History

United States
- Name: USS Antilla
- Namesake: Antilla, a town in Cuba (previous name retained)
- Builder: William Gray & Company, West Hartlepool, England
- Launched: 19 November 1903
- Completed: 1904
- Acquired: 14 May 1918
- Commissioned: 20 May 1918
- Decommissioned: 20 February 1919
- Fate: Returned to owner
- Notes: In commercial service as SS Antilla 1904-1918 and from 1919

General characteristics
- Type: Cargo ship
- Displacement: 3,668 long tons (3,727 t)
- Length: 358 ft (109 m)
- Beam: 45 ft (14 m)
- Propulsion: Steam engine
- Speed: 10 kn (12 mph; 19 km/h)
- Complement: 52

= USS Antilla =

Cargo ship of the United States Navy

USS Antilla was a United States Navy cargo ship in commission from 1918 to 1919.

SS Antilla was built as a commercial cargo ship at West Hartlepool, England, by William Gray & Company. The U.S. Navy acquired her for World War I service from the New York and Cuba Mail Steamship Company on 14 May 1918 and commissioned her on 20 May 1918 at Hoboken, New Jersey as USS Antilla.

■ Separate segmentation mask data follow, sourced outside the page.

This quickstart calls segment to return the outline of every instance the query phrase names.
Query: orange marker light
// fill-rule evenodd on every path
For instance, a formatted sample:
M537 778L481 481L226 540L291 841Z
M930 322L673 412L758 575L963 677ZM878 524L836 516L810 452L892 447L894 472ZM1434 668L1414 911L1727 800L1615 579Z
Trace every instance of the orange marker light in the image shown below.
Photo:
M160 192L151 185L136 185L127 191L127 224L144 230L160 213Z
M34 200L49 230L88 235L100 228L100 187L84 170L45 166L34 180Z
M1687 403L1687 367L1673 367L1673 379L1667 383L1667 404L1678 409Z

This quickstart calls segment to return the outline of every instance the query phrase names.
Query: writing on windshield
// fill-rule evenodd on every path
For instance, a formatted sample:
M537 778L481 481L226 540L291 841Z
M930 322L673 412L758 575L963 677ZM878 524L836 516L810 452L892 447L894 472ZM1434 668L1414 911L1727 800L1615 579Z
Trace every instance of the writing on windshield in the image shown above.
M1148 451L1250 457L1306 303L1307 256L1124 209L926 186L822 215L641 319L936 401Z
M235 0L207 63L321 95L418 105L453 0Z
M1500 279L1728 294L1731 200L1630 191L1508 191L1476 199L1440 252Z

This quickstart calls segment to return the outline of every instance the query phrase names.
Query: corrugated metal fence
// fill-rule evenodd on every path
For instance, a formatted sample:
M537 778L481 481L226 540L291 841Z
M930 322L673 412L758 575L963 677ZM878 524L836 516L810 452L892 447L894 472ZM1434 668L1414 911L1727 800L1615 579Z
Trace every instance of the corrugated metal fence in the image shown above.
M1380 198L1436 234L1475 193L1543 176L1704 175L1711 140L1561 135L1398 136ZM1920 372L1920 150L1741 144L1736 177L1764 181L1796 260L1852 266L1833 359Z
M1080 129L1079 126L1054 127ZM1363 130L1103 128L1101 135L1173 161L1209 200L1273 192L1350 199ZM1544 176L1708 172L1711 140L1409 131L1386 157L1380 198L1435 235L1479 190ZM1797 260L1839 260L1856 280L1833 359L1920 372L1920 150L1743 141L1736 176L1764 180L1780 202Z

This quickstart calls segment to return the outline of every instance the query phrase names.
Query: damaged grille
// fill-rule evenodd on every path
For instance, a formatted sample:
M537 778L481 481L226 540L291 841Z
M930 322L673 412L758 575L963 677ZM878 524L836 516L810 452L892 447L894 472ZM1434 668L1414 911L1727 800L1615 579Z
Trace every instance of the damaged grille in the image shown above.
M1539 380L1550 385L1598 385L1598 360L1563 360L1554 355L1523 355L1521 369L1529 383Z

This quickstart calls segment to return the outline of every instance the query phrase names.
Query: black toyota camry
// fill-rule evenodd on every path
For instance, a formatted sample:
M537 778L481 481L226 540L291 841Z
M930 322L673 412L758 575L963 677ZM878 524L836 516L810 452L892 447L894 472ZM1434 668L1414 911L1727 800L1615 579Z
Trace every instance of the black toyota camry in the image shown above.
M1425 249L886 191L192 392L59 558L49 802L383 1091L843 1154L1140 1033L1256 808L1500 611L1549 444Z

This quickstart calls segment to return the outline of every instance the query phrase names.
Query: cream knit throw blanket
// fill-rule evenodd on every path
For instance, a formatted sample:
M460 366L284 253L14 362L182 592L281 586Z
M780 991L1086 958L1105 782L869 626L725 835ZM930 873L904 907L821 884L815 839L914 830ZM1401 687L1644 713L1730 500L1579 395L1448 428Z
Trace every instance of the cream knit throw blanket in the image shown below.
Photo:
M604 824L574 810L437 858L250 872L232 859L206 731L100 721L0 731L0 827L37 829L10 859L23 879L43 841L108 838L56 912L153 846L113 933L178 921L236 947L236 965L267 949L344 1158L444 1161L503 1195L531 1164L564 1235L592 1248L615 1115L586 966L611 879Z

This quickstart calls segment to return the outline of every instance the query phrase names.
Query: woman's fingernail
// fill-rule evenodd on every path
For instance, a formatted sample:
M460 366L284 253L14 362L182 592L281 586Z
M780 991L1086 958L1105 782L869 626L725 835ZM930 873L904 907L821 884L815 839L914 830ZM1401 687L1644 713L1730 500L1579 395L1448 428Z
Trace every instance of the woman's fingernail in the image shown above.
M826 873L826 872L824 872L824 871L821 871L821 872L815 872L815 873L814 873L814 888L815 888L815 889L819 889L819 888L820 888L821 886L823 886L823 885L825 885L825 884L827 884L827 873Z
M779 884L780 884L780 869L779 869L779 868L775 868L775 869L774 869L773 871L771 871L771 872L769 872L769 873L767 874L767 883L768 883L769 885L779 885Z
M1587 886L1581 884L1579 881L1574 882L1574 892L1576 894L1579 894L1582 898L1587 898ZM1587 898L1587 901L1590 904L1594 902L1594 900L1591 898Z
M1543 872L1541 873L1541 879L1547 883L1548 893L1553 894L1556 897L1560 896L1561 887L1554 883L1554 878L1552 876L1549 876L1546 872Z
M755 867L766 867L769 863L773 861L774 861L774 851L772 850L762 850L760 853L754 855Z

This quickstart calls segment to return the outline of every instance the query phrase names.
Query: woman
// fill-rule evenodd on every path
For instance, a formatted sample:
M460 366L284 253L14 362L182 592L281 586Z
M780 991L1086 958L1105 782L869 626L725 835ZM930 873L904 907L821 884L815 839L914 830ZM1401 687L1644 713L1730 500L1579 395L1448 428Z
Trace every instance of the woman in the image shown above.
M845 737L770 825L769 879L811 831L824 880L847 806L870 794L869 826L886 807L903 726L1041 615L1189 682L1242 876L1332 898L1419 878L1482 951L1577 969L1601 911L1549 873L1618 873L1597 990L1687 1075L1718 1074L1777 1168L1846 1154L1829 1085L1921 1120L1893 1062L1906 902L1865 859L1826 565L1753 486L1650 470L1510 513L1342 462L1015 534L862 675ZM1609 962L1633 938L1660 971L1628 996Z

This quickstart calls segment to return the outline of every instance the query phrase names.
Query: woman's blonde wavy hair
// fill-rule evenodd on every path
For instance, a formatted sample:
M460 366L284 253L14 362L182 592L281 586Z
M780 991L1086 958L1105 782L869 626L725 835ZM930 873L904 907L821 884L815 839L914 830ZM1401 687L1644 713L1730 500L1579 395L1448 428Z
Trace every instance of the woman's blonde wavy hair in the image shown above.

Attached to the Naval Overseas Transportation Service, Antilla made two voyages to Europe while in commission, but spent much of the rest of her time in commission undergoing repairs. She was decommissioned on 20 February 1919 and returned to the New York and Cuba Mail Steamship Company.

Unlike most commercial ships commissioned into U.S. Navy service during World War I, Antilla never received a naval registry Identification Number (Id. No.).